Frederic Vasseur, Ferrari’s team boss, claimed Formula 1‘s popularity in the United States by having more American drivers and not necessarily teams.
Vasseur’s was speaking at the Team Principal’s press conference over the 2023 British Grand Prix weekend, as the subject of having an extra team was brought up, with FIA President Mohammed Ben Sulayem recently spoke again of the bid submitted by Andretti Global and General Motors (through Cadillac) to join F1 as an 11th team.
As it stands now, the latest deadline for potential F1 teams to submit their bids has now passed, with reports confirming two bids; from Andretti Cadillac and Hitech Grand Prix under evaluation by the FIA and F1.
Interestingly, the date a final decision can be expected remains fluid, suggesting there is quite a bit of politicking going around in the background between the FIA and F1, while teams – who officially have no say in this as per the Concorde agreement – will be lobbying hard to get their own way.
Is Andretti Cadillac a done deal?
Interestingly, Ben Sulayem speaks of the Andretti and GM submission as if it is a done deal, while Stefano Domenicali still doesn’t seem convinced that an 11th team is a good idea.
He recently said, quoted by The Race: “If you have a good show 20 cars are more than enough. If you have two cars, or two drivers fighting, the level of attention is mega. So can you imagine 20 cars, 10 teams, on the level where there is a competition on the track? It would be impressive.
“I would say let’s wait and see. My ‘no’ is not against someone who wants to come in. I need to clarify that because otherwise it seems that I want to be protectionist.

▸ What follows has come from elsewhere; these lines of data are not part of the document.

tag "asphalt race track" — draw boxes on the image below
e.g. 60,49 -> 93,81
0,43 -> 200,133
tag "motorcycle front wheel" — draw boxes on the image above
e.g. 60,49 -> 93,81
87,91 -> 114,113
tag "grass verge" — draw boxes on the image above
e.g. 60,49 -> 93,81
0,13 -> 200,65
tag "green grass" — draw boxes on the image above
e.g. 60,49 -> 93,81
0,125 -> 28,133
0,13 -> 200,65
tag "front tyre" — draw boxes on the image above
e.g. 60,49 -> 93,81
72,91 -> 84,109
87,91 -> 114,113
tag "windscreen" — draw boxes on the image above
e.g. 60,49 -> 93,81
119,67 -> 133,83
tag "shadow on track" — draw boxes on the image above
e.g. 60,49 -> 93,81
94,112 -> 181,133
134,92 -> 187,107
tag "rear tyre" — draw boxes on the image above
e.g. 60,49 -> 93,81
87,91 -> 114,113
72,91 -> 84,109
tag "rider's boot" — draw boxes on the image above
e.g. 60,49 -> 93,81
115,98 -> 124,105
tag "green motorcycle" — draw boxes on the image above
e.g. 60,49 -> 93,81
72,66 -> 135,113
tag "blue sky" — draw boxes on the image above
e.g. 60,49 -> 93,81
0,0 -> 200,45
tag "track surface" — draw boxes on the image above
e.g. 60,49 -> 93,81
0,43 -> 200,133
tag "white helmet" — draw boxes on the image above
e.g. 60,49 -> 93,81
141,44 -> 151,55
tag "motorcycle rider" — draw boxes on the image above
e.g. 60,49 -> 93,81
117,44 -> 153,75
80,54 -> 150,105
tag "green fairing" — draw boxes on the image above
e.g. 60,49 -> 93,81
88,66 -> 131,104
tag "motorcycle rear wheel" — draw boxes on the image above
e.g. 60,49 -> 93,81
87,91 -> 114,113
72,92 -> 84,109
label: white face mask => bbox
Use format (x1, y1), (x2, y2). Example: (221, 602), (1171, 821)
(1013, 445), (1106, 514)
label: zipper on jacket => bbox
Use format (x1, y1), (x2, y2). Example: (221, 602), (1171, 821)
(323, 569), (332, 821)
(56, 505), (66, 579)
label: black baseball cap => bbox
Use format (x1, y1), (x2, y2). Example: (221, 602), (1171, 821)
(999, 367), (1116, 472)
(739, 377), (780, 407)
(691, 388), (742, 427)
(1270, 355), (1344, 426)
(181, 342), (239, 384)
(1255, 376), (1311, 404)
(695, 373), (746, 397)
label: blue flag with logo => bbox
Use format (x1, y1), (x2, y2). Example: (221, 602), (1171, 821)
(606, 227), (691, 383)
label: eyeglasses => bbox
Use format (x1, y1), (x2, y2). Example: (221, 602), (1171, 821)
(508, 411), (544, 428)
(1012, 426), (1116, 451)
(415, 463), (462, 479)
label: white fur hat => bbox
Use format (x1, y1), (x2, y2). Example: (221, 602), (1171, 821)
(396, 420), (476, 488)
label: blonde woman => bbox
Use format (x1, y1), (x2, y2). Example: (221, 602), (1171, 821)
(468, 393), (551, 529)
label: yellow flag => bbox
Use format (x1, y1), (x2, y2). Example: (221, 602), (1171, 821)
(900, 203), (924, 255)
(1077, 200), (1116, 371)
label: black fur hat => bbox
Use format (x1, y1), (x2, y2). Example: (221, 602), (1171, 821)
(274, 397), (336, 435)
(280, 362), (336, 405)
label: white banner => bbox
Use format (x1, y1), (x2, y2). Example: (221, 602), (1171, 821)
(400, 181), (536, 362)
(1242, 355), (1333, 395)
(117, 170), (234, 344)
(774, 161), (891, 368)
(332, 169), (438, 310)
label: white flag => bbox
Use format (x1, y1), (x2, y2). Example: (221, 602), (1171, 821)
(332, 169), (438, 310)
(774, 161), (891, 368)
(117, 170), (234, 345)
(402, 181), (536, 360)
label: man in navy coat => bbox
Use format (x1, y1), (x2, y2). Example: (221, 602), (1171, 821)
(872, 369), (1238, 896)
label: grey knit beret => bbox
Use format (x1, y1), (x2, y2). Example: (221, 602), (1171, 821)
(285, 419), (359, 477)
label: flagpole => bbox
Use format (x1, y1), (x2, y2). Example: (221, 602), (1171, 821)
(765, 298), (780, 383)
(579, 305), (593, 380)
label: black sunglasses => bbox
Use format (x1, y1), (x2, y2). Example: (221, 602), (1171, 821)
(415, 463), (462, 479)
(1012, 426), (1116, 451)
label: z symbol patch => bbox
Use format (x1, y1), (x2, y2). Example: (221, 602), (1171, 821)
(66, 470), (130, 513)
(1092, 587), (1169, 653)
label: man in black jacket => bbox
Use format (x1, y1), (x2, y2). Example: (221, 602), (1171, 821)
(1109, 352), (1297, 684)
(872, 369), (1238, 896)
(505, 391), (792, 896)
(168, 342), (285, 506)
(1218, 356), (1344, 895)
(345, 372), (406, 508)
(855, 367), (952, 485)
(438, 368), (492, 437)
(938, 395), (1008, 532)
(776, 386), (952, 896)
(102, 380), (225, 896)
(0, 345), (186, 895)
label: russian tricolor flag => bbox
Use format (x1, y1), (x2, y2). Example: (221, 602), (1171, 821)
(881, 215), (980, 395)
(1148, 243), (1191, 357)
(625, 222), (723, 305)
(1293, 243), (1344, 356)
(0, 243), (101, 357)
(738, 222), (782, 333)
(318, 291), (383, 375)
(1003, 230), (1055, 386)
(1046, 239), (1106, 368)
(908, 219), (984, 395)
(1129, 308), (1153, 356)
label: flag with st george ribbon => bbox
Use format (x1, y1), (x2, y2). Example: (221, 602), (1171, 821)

“That is not the case. I want to see the right one. And I need to also respect the ones that have invested in F1 in the last period because we forget too quickly in that respect.
“We need to be prudent. We need to take the right decision,” the Italian concluded.
Toto Wolff has been one of the most vocal of all ten F1 team bossed about having an extra team to split the revenue pie with.
He said: “There is no mature sports league in the world, whether it’s a national football championship, or the Champions League, the NBA, the NFL, the NHL, where such situation is possible, where you say, ‘I’m setting up a team and I’m joining, thank you very much for making me part of the prize fund.
“You have to give to qualify, you have to go through the ranks, you have to showcase the commitment to the championship that we’ve done over the many years.
“If everybody in the NFL agrees – the teams that own the franchise there, so it’s different to us – agrees to have another entry, to let another team in because of the right reasons, the right ownership, etc, then that team is being admitted into the championship. And the same with most of the professional leagues in the US. We are a franchise, and this is how I would look at it.”
“If (an entry bid) is creative, then we must look at it,” Wolff admitted. “So far, what we’ve seen hasn’t convinced the teams – but we haven’t seen the applications and submissions that were made to the FIA and to Stefano, and they will judge whether that is positive for Formula 1 or not.
“But in any case, from a team’s owner side, there no leagues which just increased the entries, because that just dilutes the whole league. I think if it’s accretive then obviously not,” he maintained.
An American driver better than an America team?
With F1 popularity booming Stateside, supporters of Andretti Cadillac claim their presence will drive the sport’s popularity there even more. However Fred Vasseur begs to differ, while trying to avoid the “money” talk.
“Very often we are speaking about the nationality of the team but for me, it’s absolutely not an argument,” he said. “F1 is not just a UK championship because we have 70 per cent of the teams based in the UK.
“The attractivity of the F1 is much more based on the nationality of the drivers and so it’s nothing to do with the nationality of the team,” Vasseur insisted.
His Mercedes counterpart Toto Wolff agreed, he added: “The team’s nationality plays no role. We have an American team since a long time, we need to have a good points system that we attract more drivers from the US, that we make them eligible for a Super Licence.
“We need to support young drivers like Logan Sargeant to give them enough time, because like we’ve seen with Fernando in Spain, you’ve got to race at the front.
“If you’re not racing at the front your fellow countrymen are not going to follow. These are the things we have to do,” Wolff maintained.
It is quite funny though that Wolff talks about supporting Logan Sargeant, with rumors floating all over the F1 paddock that the Austrian is trying to convince Williams to let the American rookie go and replace him by Mick Schumacher.